[StreamsbIE] Add extractor for streamsb.com (viewsb.com) (#31517)
authorfonkap <fonk666@gmail.com>
Sat, 11 Feb 2023 02:54:45 +0000 (03:54 +0100)
committerdirkf <fieldhouse@gmx.net>
Mon, 13 Feb 2023 03:54:51 +0000 (03:54 +0000)
* Add extractor for streamsb.com (viewsb.com)

* make data url using app.js version

---------

Co-authored-by: dirkf <fieldhouse@gmx.net>
youtube_dl/extractor/extractors.py
youtube_dl/extractor/streamsb.py [new file with mode: 0644]

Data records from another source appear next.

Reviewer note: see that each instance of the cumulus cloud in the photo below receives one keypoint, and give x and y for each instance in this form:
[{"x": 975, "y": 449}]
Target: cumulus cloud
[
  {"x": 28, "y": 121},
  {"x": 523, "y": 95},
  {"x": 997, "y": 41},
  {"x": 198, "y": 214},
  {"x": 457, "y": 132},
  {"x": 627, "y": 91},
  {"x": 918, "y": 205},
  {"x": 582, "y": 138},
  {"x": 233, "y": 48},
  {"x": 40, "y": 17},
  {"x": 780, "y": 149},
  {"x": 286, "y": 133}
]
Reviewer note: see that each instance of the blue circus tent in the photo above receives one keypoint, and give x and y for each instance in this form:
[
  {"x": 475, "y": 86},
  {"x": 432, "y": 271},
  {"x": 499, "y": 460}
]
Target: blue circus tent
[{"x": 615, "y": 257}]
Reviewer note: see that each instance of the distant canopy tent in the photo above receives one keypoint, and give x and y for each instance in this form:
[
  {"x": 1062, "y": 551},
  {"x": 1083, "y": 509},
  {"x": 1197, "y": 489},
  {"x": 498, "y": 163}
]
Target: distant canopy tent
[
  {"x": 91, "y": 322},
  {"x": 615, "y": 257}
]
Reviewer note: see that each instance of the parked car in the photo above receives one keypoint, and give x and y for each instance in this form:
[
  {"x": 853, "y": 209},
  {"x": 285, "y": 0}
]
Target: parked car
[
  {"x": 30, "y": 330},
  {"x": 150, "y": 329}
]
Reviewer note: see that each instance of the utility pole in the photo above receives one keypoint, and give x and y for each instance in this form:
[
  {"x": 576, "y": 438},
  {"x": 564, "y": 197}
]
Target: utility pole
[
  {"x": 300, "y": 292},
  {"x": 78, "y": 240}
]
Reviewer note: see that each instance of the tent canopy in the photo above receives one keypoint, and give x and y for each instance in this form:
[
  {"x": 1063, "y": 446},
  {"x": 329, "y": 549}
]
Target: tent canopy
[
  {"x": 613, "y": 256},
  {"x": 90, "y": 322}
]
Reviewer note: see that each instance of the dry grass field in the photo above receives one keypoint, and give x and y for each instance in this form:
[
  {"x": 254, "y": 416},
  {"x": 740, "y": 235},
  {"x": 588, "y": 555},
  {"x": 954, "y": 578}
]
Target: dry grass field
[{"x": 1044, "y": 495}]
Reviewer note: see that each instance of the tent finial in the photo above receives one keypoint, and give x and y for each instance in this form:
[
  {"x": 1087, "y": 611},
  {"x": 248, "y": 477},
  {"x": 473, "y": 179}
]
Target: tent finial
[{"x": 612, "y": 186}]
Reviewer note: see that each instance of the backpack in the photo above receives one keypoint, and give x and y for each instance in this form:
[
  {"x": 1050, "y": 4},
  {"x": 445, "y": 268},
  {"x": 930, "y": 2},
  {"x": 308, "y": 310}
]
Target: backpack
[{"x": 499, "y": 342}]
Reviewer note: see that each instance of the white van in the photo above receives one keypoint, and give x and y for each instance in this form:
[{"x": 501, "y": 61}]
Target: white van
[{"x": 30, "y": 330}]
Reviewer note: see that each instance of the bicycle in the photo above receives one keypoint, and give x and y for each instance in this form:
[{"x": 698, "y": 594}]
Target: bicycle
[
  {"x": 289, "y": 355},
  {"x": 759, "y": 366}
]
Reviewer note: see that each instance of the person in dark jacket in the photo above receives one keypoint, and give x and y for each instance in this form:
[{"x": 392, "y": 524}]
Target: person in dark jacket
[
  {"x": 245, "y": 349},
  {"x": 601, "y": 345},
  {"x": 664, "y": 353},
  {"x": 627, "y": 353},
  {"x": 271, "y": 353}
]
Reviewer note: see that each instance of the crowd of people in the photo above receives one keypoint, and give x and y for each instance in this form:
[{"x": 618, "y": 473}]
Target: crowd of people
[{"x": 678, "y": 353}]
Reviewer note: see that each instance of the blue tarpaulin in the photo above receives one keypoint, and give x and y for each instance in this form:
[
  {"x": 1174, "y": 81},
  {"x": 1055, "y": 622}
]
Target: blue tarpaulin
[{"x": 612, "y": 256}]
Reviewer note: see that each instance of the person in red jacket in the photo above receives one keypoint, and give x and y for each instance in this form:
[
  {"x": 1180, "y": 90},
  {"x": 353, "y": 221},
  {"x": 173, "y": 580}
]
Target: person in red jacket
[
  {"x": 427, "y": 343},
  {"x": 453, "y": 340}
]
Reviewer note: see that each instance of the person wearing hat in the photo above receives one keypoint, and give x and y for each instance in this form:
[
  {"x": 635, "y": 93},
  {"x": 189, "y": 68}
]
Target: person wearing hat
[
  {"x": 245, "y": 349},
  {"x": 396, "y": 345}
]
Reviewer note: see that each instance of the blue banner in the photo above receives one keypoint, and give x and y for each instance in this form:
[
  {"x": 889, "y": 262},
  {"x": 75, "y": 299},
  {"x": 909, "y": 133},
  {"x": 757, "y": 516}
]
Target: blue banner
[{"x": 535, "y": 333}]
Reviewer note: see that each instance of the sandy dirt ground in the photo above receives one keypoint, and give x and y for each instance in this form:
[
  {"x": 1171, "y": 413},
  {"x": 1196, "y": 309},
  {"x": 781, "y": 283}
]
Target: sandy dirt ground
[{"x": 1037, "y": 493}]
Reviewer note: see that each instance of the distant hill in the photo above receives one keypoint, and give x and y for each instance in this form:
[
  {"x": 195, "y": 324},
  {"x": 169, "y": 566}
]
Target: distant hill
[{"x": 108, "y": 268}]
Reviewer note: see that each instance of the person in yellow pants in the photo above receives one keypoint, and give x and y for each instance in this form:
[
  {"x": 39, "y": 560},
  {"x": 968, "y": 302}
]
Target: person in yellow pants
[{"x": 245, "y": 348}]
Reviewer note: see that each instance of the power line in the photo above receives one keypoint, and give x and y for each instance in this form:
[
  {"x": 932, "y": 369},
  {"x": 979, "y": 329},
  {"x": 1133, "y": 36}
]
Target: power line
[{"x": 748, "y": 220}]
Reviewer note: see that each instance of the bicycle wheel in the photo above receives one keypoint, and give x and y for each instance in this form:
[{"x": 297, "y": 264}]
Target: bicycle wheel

index d8428f46fb70bb49cfb049eb4b93f6b15a7c65ea..3a87f9e3380346853d4e44833c0f2fcb9026cc15 100644 (file)
@@ -1206,6 +1206,7 @@ from .storyfire import (
 from .streamable import StreamableIE
 from .streamcloud import StreamcloudIE
 from .streamcz import StreamCZIE
+from .streamsb import StreamsbIE
 from .streetvoice import StreetVoiceIE
 from .stretchinternet import StretchInternetIE
 from .stv import STVPlayerIE
diff --git a/youtube_dl/extractor/streamsb.py b/youtube_dl/extractor/streamsb.py
new file mode 100644 (file)
index 0000000..bffcb3d
--- /dev/null
@@ -0,0 +1,61 @@
+# coding: utf-8
+from __future__ import unicode_literals
+
+import binascii
+import random
+import re
+import string
+
+from .common import InfoExtractor
+from ..utils import urljoin, url_basename
+
+
+def to_ascii_hex(str1):
+    return binascii.hexlify(str1.encode('utf-8')).decode('ascii')
+
+
+def generate_random_string(length):
+    return ''.join(random.choice(string.ascii_letters + string.digits) for _ in range(length))
+
+
+class StreamsbIE(InfoExtractor):
+    _DOMAINS = ('viewsb.com', )
+    _VALID_URL = r'https://(?P<domain>%s)/(?P<id>.+)' % '|'.join(_DOMAINS)
+    _TEST = {
+        'url': 'https://viewsb.com/dxfvlu4qanjx',
+        'md5': '488d111a63415369bf90ea83adc8a325',
+        'info_dict': {
+            'id': 'dxfvlu4qanjx',
+            'ext': 'mp4',
+            'title': 'Sintel'
+        }
+    }
+
+    def _real_extract(self, url):
+        domain, video_id = re.match(self._VALID_URL, url).group('domain', 'id')
+        webpage = self._download_webpage(url, video_id)
+
+        iframe_rel_url = self._search_regex(r'''(?i)<iframe\b[^>]+\bsrc\s*=\s*('|")(?P<path>/.*\.html)\1''', webpage, 'iframe', group='path')
+        iframe_url = urljoin('https://' + domain, iframe_rel_url)
+
+        iframe_data = self._download_webpage(iframe_url, video_id)
+        app_version = self._search_regex(r'''<script\b[^>]+\bsrc\s*=\s*["|'].*/app\.min\.(\d+)\.js''', iframe_data, 'app version', fatal=False) or '50'
+
+        video_code = url_basename(iframe_url).rsplit('.')[0]
+
+        length = 12
+        req = '||'.join((generate_random_string(length), video_code, generate_random_string(length), 'streamsb'))
+        ereq = 'https://{0}/sources{1}/{2}'.format(domain, app_version, to_ascii_hex(req))
+
+        video_data = self._download_webpage(ereq, video_id, headers={
+            'Referer': iframe_url,
+            'watchsb': 'sbstream',
+        })
+        player_data = self._parse_json(video_data, video_id)
+        title = player_data['stream_data']['title']
+        formats = self._extract_m3u8_formats(player_data['stream_data']['file'], video_id, ext='mp4', entry_protocol='m3u8_native', m3u8_id='hls', fatal=False)
+        return {
+            'id': video_id,
+            'formats': formats,
+            'title': title,
+        }